Il comune carattere e’ l’ “horror vacui” intellettuale che restituiscono allo spettatore.
Auro, il cui nome non sfigurerebbe per un omogeneizzato o un ghiacciolo, ha rispettato tutte le tappe di avvicinamento al suo karma: figlio di un collaboratore del Giro d’Italia, sin da giovane mostra interesse per la cultura “triviale” (nel senso di “comune” e di “fintamente enciclopedico, tipico del campione di Trivial Pursuit”) ed esordisce in tv nel grigio anonimato di un quiz televisivo condotto da Mike Bongiorno.

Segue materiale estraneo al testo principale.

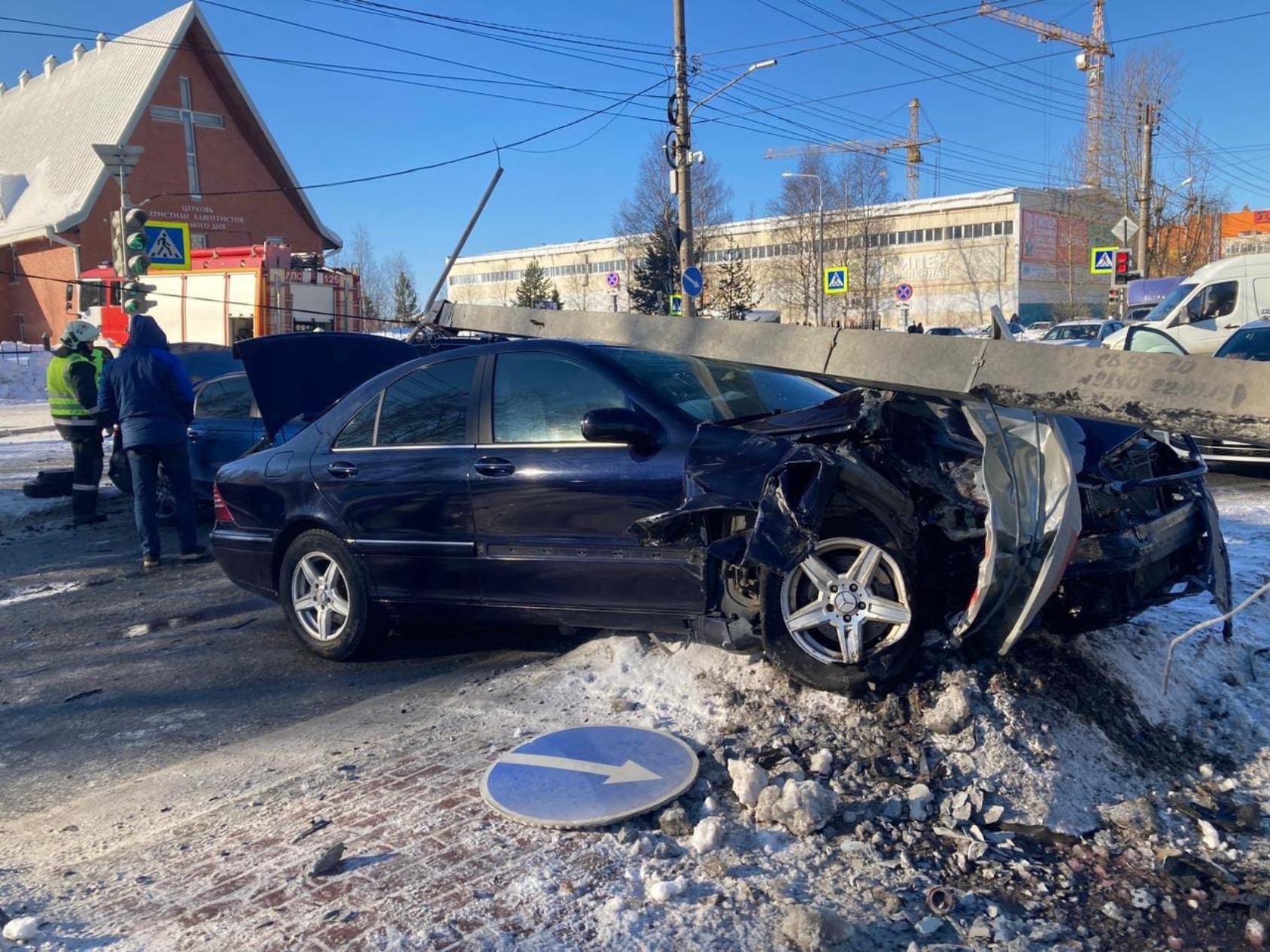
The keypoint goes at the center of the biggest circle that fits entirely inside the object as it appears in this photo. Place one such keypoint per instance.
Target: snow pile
(22, 376)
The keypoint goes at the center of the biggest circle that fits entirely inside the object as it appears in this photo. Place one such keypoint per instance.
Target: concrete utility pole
(1150, 117)
(683, 150)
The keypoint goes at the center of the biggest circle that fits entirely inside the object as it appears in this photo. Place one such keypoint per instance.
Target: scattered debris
(813, 928)
(22, 929)
(749, 781)
(83, 695)
(801, 806)
(666, 890)
(330, 861)
(314, 826)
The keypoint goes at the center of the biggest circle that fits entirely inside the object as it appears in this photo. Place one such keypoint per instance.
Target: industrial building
(1022, 249)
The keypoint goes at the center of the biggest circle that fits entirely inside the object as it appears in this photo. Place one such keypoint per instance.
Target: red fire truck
(230, 293)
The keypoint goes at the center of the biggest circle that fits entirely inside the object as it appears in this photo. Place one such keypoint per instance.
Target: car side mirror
(618, 424)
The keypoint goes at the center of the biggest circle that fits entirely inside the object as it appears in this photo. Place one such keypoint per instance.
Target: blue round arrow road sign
(590, 776)
(692, 280)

Da lì inizia inesorabile l’ascesa (o se volete, declino) con le stanche telecronache notturne del deprimente biliardo (non me ne vogliano gli amanti delle 15 palle) che lo proiettano verso il ciclismo.

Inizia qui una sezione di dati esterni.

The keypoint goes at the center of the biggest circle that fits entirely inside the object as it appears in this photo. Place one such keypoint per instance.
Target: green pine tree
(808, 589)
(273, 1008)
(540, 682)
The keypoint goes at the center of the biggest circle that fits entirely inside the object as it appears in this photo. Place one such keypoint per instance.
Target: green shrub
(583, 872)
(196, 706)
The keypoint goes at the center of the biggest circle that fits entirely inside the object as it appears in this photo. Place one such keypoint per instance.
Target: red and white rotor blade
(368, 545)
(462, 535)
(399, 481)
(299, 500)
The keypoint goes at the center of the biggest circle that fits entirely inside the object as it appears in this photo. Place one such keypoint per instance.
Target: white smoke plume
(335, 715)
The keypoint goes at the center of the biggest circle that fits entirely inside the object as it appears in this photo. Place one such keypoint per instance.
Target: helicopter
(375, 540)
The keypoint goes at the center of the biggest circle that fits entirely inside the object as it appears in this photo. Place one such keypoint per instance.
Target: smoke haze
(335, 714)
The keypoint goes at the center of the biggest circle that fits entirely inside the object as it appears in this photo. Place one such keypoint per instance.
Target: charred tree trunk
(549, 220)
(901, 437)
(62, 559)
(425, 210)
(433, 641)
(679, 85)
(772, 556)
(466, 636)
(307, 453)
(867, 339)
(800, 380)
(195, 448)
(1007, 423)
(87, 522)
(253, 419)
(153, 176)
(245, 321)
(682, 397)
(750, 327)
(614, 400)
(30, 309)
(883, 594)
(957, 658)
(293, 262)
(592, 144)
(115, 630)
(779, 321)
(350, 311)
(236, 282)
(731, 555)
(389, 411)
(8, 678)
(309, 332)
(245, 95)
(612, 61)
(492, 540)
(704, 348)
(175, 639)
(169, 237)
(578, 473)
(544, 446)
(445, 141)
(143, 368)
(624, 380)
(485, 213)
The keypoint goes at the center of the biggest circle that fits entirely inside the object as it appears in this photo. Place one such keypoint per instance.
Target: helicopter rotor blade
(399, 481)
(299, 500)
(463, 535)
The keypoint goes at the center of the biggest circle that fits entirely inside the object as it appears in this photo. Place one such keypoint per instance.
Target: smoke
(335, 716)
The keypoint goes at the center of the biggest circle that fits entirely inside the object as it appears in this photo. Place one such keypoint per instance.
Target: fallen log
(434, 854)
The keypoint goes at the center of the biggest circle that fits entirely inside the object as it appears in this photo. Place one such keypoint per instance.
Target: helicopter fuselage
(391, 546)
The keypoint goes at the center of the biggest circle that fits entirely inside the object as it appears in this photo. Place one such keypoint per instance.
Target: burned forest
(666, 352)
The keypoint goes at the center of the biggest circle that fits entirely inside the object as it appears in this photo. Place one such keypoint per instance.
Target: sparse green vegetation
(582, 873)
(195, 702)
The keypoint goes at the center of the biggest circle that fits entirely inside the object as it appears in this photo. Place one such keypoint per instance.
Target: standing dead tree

Con Davide Cassani ha reinventato il concetto di coppia grottesca come Lemmon e Matthau hanno riscritto i canoni di quella comica: leggendari sono la definizione di “lavagnaio” affibbiata al motociclista che espone la lavagna del vantaggio, l’accurata analisi di maltodestrine ed ematocrito, i soliloqui didascalici sui vini del Borgognone.
Il ciclismo eroico ha il suggello dell'incipit del radiocronista Mario Ferretti: «Un uomo solo è al comando, la sua maglia biancoazzurra, il suo nome Fausto Coppi».
Quello del boom economico ha la narrazione acuta del “Processo alla tappa” di Sergio Zavoli.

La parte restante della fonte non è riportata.